4. cervicale midollo spinale Dissection e preparazione per Istologia

  1. Posare la carcassa animale sul suo addome.
  2. Tagliare la pelle in linea mediana del corpo con un bisturi e rifletterla dalla base del cranio al livello dell'osso iliaco.
  3. Tagliare e riflettere i muscoli paravertebrali per esporre la parte dorsale della colonna vertebrale.
  4. Identificare il processo spinoso ossea di Atlante, il secondo segmento cervicale (cioè, C2), e rimuoverlo con un paio di pinze chirurgiche o rongeurs per individuare la radice dorsale sottostante corrispondente.
    1. Identificare il diritto radice C2 e colorare con un pennarello permanente.
    2. Rimuovere il prossimo vertebre uno per uno e contrassegnare le radici dorsali destra con colori alternati (cioè, C2, C4, C6, C8 e può essere colorato in verde e C3, C5, C7, T1 può essere colORed in blu).
  5. Usare un piccolo ago chirurgico (ad es, 30 G ago calibro) per forare delicatamente attraverso la dura copre l'estremità inferiore del midollo spinale. Con la smussatura dell'ago rivolto verso l'alto, sollevare la dura madre dal cavo mentre si muove l'ago rostrally per fare una fessura longitudinale.

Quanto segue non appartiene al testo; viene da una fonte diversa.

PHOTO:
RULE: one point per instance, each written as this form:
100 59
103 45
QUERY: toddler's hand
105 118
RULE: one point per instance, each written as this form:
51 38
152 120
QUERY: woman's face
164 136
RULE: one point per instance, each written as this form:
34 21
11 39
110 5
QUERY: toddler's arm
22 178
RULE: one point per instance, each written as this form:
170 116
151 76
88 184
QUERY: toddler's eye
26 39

    1. Riflettere la dura.
  6. Tagliare il trasversalmente midollo spinale in blocchi uno o due segmenti con una nuova lama di bisturi.
    1. Lasciare i segmenti del midollo spinale in situ e, per ciascun blocco, fare attenzione un piccolo segno fiducial sul lato sinistro di ciascun blocco con metà strada tra due bisturi radici adiacenti. Assicurarsi che il marchio fiducial è abbastanza profonda attraverso il tessuto da essere visibili dalla faccia ventrale dei blocchi. Trasformare il marchio fiducial con un angolo di circa 45 °, indicando sia anteriormente o posteriormente rispetto alla anatomia animale, per facilitare l'orientamento del segmento tissutale conseguente dissezione.

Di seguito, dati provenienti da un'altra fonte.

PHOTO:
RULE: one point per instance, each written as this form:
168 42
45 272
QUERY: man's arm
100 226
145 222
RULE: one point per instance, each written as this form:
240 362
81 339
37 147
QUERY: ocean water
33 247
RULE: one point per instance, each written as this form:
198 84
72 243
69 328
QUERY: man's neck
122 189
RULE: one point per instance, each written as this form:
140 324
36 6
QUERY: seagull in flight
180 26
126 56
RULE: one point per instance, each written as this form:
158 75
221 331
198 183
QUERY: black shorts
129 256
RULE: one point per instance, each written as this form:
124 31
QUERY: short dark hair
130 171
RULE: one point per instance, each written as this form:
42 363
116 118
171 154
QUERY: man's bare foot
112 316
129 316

  7. Raccogliere i singoli blocchi in piccoli flaconi chiaramente etichettate contenenti una soluzione di paraformaldeide (4% in 0.1 M PB) e lasciare a RT O / N.
  8. Trasferire i blocchi in puliti, bottiglie etichettate chiaramente contenenti una soluzione di saccarosio (30% in 0.1 M PB) e conservare a 4 ° C per almeno due giorni.

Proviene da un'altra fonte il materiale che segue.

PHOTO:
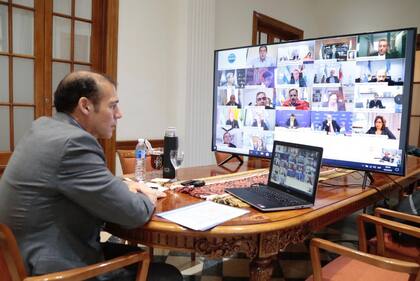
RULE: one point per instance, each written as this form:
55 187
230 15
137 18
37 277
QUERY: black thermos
170 142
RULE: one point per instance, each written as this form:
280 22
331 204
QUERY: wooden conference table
262 235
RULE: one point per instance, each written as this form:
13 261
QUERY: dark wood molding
273 28
107 63
131 144
418 42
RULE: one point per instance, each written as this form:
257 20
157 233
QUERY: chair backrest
11 263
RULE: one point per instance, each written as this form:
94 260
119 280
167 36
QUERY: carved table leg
261 269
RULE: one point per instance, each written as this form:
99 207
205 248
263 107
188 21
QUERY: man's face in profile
293 96
382 47
261 99
263 53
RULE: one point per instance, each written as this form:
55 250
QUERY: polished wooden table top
346 189
260 236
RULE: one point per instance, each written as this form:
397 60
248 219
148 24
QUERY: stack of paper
203 215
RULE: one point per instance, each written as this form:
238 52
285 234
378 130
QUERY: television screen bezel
410 50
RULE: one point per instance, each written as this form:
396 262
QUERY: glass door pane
23 70
4 29
22 121
4 79
23 31
62 7
27 3
84 9
82 34
61 38
4 128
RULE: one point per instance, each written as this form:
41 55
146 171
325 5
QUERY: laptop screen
296 167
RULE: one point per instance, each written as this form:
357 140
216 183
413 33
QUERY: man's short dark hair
77 85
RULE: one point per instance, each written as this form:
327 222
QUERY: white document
203 215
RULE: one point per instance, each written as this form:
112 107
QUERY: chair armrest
86 272
379 212
383 262
381 223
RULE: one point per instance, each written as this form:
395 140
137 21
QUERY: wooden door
40 42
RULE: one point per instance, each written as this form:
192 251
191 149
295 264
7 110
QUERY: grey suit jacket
56 193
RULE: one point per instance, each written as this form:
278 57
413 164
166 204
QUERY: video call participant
230 80
262 100
297 78
263 60
385 51
332 78
267 79
292 122
294 100
259 120
56 192
258 144
232 121
382 48
227 139
376 102
381 76
380 128
232 101
330 125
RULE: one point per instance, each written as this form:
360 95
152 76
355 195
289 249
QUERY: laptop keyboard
282 199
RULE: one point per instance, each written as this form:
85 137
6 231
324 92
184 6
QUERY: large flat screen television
349 94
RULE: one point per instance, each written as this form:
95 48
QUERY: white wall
158 37
150 66
315 17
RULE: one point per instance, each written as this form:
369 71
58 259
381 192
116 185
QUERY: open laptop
292 181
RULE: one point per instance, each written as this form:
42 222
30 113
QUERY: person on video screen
381 77
376 102
230 80
227 139
232 101
332 78
258 144
261 99
296 78
294 100
384 50
259 120
267 79
292 122
380 128
336 102
232 121
263 60
330 125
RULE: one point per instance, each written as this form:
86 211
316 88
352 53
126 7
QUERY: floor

  9. Posizionare i segmenti in crio-stampi e ricoperto con terreno di congelamento dei tessuti. Per la preparazione longitudinale istologica, orientare i blocchi con la parte dorsale rivolto verso l'alto e utilizzare il marchio fiduciale per orientare il blocco nella crio-stampi.
  10. Congelare le crio-stampi a -20 ° C e tagliare con un criostato in 50 sezioni micron di spessore. Nota: Le sezioni possono essere montati direttamente su vetrini da microscopio adesione e lasciati asciugare O / N. In alternativa, le sezioni possono essere galleggiare in piastre 48 pozzetti riempiti con 0.1 M PB e successivamente montati usando il marchio fiduciale di orientare le sezioni di tessuto nelle diapositive.

5. vertebrale lombare Cord dissezione e preparazione per Istologia

  1. Posare la carcassa animale sulla sua schiena.
  2. Eseguire un'incisione mediana lungo l'addome dell'animale e rimuovere le viscere. Sezionare i muscoli della parete addominale posteriore per esporre la parte ventrale della colonna vertebrale.
  3. Individuare il breve costola caudale-più e la sua adiacente T13 vertebra dove la T13 radice ventrale esce l'osso.
    1. Consecutivamente rimuovere uno per uno rostrale due o tre vertebre a T13 (cioè, T12, T11 e, se necessario, T10) con sottili Rongeurs chirurgici per seguire il T13 radice ventrale fino al suo punto di entrata nella parte ventrale del cavo ventrale segnare con un pennarello permanente.
    2. Da questo punto in poi, ripetere la stessa procedura per identificare la posizione dei punti di ingresso della radice ventrale per L1, L2, L3, L4, L5, L6 e S1, li colorazione con colori alternati.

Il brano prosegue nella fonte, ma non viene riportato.